Cleanup Aims at Pollution Choking Russia's Rivers

UNDER an ancient stone bridge, where the sun hardly ever shines through an overcast sky, the Uhanov family grows vegetables on the banks of the severely polluted Yauza River.

Victor Uhanov says the family needs these cucumbers, tomatoes, and potatoes to supplement their diet. He knows the river is polluted because he works as an electrician at a nearby textile factory that pours waste chemicals into the river every week.

``Nobody cares about the river,'' Mr. Uhanov says. Factory administrators and politicians are preoccupied with more pressing problems, Uhanov says, so ``it's impossible to do anything about'' the pollution.

But a group of local ecologists and United States environmental consultants have launched a project to clean up Russian rivers. Operation Twinkling Star will address a portion of the Pronya River, 150 miles southeast of Moscow. This is part of a wider effort by US firms both to help the environment and expand sales.

``Russia has enormous ecological problems,'' says Alan Cibuzar, a US environmental consultant who initiated the project. ``There's a tremendous market for our products there, but we're mainly doing missionary work now; profits will come later.''

Sun Microsystems has distributed computer workstations to environmental agencies in Russia, Ukraine, and Kazakhstan, says Sun's Rob Hall in Moscow. The ministries use Sun workstations for everything from interpreting satellite images of polluted sites to detecting leaks in oil pipelines. Sun has hired more than 500 residents of the Commonwealth of Independent States to work in engineering, software development, and distribution. The ``CIS is not just a market for our products,'' Mr. Hall says. ``It's a phenomenally important partner for technology development.''

Mr. Cibuzar says he agrees that Russian scientists have many good ideas on how to clean up the environment, but they need political and financial backing. Operation Twinkling Star emphasizes political organizing. The project aims to clean up factory and agricultural waste dumped in the Pronya River. The government will set up a water purification system, paid for by the polluting enterprises, says project director Eugenia Pastuchova. The Americans coached the Russians in a whole new approach, Ms. Pastuchova says. In the old days, political change came in the form of a bureaucrat with orders from Moscow, she says. This effort is organizing people at the grass roots.

Local residents have formed an environmental group to keep up the political pressure. ``Teachers will design lesson plans about the river cleanup,'' Pastuchova says. ``Newspapers will run regular supplements on its progress.''

If the project succeeds, US backers plan to use it as a model for other rivers. Environmental Systems Research Institute (ESRI), a Redlands, Calif., software company, contributed a $24,000 software program that will help monitor river pollution.

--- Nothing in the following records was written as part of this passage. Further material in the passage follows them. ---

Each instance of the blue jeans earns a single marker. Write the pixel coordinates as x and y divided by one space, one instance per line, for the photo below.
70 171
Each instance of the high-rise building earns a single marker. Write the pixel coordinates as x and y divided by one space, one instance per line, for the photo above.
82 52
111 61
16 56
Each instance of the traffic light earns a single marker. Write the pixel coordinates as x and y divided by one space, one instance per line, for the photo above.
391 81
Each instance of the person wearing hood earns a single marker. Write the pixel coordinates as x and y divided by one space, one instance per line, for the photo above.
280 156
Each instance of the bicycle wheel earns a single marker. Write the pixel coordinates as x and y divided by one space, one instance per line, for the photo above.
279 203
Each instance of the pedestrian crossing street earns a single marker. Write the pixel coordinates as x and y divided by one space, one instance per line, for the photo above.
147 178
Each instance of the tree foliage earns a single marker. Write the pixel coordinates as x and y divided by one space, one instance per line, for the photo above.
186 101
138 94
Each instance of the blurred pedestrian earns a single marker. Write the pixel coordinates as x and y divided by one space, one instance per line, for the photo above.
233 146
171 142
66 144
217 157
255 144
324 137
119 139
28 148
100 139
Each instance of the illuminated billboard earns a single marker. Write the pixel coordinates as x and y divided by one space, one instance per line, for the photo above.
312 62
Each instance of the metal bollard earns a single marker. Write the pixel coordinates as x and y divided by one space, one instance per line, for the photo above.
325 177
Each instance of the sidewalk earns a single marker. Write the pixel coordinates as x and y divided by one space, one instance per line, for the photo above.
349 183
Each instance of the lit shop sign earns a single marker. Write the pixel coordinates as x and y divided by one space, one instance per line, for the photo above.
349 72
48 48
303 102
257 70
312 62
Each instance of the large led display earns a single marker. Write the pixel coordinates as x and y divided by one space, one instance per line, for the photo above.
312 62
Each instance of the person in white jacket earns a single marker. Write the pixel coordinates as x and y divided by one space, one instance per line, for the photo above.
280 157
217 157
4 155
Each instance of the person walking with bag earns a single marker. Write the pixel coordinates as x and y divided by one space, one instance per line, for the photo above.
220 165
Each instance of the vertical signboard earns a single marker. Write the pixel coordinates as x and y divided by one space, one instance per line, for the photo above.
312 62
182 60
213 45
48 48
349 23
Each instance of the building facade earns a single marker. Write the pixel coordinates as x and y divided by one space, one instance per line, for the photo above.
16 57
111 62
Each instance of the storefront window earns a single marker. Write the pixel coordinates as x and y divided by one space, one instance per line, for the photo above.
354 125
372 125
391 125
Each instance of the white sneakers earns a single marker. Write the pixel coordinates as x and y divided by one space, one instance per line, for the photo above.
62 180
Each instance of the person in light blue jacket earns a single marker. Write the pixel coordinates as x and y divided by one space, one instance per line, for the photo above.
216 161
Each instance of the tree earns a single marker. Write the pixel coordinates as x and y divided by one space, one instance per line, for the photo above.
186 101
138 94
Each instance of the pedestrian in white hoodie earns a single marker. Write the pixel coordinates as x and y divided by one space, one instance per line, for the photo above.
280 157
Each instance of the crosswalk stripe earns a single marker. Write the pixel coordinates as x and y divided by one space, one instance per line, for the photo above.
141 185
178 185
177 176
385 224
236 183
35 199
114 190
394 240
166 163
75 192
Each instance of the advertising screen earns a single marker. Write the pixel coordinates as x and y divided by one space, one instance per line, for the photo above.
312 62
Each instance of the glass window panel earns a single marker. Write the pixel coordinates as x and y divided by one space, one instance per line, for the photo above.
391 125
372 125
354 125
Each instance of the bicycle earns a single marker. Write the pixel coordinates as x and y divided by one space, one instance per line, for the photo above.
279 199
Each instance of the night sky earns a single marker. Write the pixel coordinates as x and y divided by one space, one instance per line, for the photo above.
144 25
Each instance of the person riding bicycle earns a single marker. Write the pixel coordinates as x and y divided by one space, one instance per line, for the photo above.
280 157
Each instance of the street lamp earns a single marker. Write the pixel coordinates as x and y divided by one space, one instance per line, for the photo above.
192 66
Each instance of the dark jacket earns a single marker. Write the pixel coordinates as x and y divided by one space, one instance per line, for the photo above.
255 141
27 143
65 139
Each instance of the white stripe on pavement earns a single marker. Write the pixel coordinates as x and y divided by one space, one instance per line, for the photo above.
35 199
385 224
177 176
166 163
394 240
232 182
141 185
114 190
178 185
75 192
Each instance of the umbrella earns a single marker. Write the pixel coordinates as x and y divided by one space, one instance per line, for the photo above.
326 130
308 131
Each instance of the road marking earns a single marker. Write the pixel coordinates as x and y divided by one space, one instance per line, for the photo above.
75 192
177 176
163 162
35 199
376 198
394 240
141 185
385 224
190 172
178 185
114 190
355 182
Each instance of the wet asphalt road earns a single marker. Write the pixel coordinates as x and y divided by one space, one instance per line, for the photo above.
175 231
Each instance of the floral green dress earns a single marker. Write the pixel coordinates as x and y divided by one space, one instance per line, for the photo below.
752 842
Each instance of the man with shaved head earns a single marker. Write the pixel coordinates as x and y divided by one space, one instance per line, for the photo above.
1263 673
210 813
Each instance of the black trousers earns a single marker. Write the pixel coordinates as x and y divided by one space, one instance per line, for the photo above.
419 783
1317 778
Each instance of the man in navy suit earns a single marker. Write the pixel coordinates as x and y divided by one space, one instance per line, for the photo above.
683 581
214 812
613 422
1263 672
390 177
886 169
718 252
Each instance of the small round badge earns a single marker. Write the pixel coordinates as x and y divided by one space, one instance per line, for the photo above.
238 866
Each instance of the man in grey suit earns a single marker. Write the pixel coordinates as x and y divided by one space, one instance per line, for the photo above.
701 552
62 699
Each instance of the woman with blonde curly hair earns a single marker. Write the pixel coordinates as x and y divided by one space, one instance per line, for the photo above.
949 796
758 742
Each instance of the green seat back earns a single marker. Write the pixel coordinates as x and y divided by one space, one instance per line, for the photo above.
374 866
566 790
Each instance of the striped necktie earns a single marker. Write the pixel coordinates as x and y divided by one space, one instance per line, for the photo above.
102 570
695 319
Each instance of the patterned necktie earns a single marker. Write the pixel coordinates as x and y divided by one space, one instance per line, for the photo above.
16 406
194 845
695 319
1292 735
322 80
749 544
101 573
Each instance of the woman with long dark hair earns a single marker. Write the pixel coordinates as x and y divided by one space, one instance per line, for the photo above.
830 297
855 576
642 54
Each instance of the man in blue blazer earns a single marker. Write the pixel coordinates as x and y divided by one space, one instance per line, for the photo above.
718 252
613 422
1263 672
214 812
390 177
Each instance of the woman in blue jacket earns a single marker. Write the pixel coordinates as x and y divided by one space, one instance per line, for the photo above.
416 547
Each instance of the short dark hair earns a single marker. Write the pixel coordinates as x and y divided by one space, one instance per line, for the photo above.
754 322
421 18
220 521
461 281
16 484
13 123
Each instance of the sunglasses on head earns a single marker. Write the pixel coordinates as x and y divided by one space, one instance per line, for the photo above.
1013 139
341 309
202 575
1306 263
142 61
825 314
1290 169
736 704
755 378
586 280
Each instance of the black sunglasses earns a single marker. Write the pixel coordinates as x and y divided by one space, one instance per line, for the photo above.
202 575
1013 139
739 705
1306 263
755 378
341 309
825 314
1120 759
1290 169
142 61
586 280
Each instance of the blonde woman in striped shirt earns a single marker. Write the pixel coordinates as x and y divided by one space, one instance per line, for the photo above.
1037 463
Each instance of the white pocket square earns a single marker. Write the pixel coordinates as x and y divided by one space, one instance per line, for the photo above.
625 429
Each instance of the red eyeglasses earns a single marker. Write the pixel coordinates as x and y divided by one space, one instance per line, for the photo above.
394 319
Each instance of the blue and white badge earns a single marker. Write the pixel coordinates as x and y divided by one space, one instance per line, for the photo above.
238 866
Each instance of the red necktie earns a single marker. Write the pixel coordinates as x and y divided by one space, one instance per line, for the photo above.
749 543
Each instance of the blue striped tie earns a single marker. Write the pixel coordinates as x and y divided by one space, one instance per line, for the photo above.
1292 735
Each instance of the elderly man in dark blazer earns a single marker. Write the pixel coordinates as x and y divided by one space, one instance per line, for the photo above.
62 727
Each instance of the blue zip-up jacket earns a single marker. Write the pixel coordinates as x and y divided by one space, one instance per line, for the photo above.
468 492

US companies in Russia are giving away products, in part, to establish familiarity and gain market share. ``We've donated a lot of software to universities and research institutes,'' says Kevin Daugherty, ESRI's Russia marketing director.

US firms also must handle the vagaries of Russian politics. Some Russian backers of the project, for example, were members of the now-dissolved Parliament. US project organizers feared the project could be scuttled if Yeltsin forces perceived it as a Parliament-sponsored effort. With the immediate crisis over, the project is on track, Cibuzar says.